Molly Harper is always fun. How to Date a Dragon is no different; it is the first of a new series set in a new place (fictional Mystic Bayou in Louisiana), and new characters.
Mostly, this story is about the romance, but there's also a nominal mystery (I say nominal because the murderer was obvious to me from the start). There's also a much more obvious relevance to today's societal ... let's call them challenges. Mystic Bayou is a small community where supernaturals and humans live together peacefully and cooperatively, and Jillian is the anthropologist sent to do a study of how they make it work. Not a stretch, really, to apply this to our current climate, though Harper doesn't go out of her way to make a point out of it. Really, it's mostly about a romance. With a dragon.

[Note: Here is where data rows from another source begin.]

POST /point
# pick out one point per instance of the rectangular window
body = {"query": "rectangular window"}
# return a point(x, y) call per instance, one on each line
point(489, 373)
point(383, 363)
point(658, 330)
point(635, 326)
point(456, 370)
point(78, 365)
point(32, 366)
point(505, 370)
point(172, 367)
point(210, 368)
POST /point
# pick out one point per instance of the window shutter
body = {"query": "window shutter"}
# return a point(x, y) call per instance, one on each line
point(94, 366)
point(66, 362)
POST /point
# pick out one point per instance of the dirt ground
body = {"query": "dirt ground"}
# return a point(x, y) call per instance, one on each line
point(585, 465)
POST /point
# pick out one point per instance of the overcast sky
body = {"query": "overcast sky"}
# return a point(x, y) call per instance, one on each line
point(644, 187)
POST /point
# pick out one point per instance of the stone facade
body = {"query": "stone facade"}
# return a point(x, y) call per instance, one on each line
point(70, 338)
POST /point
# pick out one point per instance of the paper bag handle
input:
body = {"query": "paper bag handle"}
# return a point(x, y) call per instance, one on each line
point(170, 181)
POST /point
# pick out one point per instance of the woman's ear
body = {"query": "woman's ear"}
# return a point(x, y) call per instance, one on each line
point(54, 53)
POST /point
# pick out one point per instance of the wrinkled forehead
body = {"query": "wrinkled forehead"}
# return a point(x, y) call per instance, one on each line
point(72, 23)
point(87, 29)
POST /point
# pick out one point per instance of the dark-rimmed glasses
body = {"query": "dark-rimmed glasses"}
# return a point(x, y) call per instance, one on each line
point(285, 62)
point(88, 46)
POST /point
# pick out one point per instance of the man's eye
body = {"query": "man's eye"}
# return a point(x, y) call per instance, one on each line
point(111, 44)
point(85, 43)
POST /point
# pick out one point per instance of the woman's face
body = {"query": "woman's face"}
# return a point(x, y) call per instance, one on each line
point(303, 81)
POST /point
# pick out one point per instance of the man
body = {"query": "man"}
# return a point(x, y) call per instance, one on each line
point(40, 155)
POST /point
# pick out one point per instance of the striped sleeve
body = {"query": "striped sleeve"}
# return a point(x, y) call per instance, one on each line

I usually enjoy the audio for Molly Harper's books (though I skip the sex scenes, because eew... I don't need someone reading a sex scene to me). I enjoyed this one too, but Audible decided to not only use Amanda Ronconi, Harper's usual - and excellent - narrator, but Jonathan Davis; Harper wrote How to Date Your Dragon with alternating POVs, and Davis does Bael's chapters. He does a credible job, and I know this sounds like a good idea in concept, but the problem I had was that both narrators are narrating the same characters. Davis tries to keep the spirit of Ronconi's interpretation, but his voice is, of course, not hers, and I found the disparity between the same character's voice between chapters jarring. I'd have preferred Ronconi doing the whole thing. But that's just me.
There's a second book out, with the same setting but different MCs, and I'll definitely be checking it out sooner rather than later.